A prospective, descriptive study for 4 months (period: Oct 2014 - Jan 2015) in patients (pts.) admitted to our ICU. We included adults undergoing emergent, elective or semi-urgent heart valve replacement, coronary artery bypass grafting, and aortic aneurysm surgery. The pts. with chronic diseases that can increase the baseline NT-PRO-BNP level like chronic kidney disease, peripheral vascular disease, and chronic pulmonary disease, were excluded. Data, including perioperative and outcome data, were collected daily for 5 days. The postoperative complications were reflected by inotropic and vasoactive drugs used, postoperative acute renal failure, and mechanical ventilation time longer than 24 hours. The results were reported as median (interquartile range).
A total of 37 pts. (75,7% males), of 84 pts. admitted to ICU for postoperative care after CS, were included. Mean age was 65 ± 12 years. APACHE II on ICU admission was 26 ± 3. Mean ICU stay was 3 ± 1,6 days. NT-PRO-BNP concentration increased from 703 (5,3-3403) preoperatively to peak level of 1731 pg/ml (276-6674), reached at 48 hours postoperatively. Serum NT-PRO-BNP peak value in complicated vs. non-complicated CS was 1847 (50,2-6674) vs. 1372 (960-1965) pg/ml (p = 0,003). Pts. who developed postoperative acute renal failure (n = 12) had preoperative NT-PRO-BNP of 1132 (33,5-3403), vs. 496 (5,3-3263) pg/ml registered in pts. with preserved renal function (p = 0,005). Preoperative serum NT-PRO-BNP in pts. who needed for inotropic and vasoactive suport (n = 23) was 867 (5,3-3400), vs. 432 (33,5-1191) pg/ml in pts. who did not require perioperative inotropic and vasoactive medication (p = 0,003). No correlation between time of mechanical ventilation, ICU lenght of stay, and preoperative NT-PRO-BNP level were founded. Decreased preoperative left ventricular ejection fraction was detected in 29,7% pts. In those cases we founded postoperative serum NT-PRO-BNP peak level of 3034 (747-7550), vs. 1394 (154-4454) pg/ml in pts. with preserved preoperative ventricular function (p = 0,001).
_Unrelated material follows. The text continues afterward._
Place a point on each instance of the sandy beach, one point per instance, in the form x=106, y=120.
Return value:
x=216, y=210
Preoperative NT-PRO-BNP is a valuable marker in predicting early postoperative outcomes after CS. High preoperative NT-PRO-BNP levels were associated with the need for inotropic and vasoactive support, and the deterioration of renal function in the early postoperative period. The peak levels, reached at 48 hours postoperatively, correlated with preoperative ejection fraction.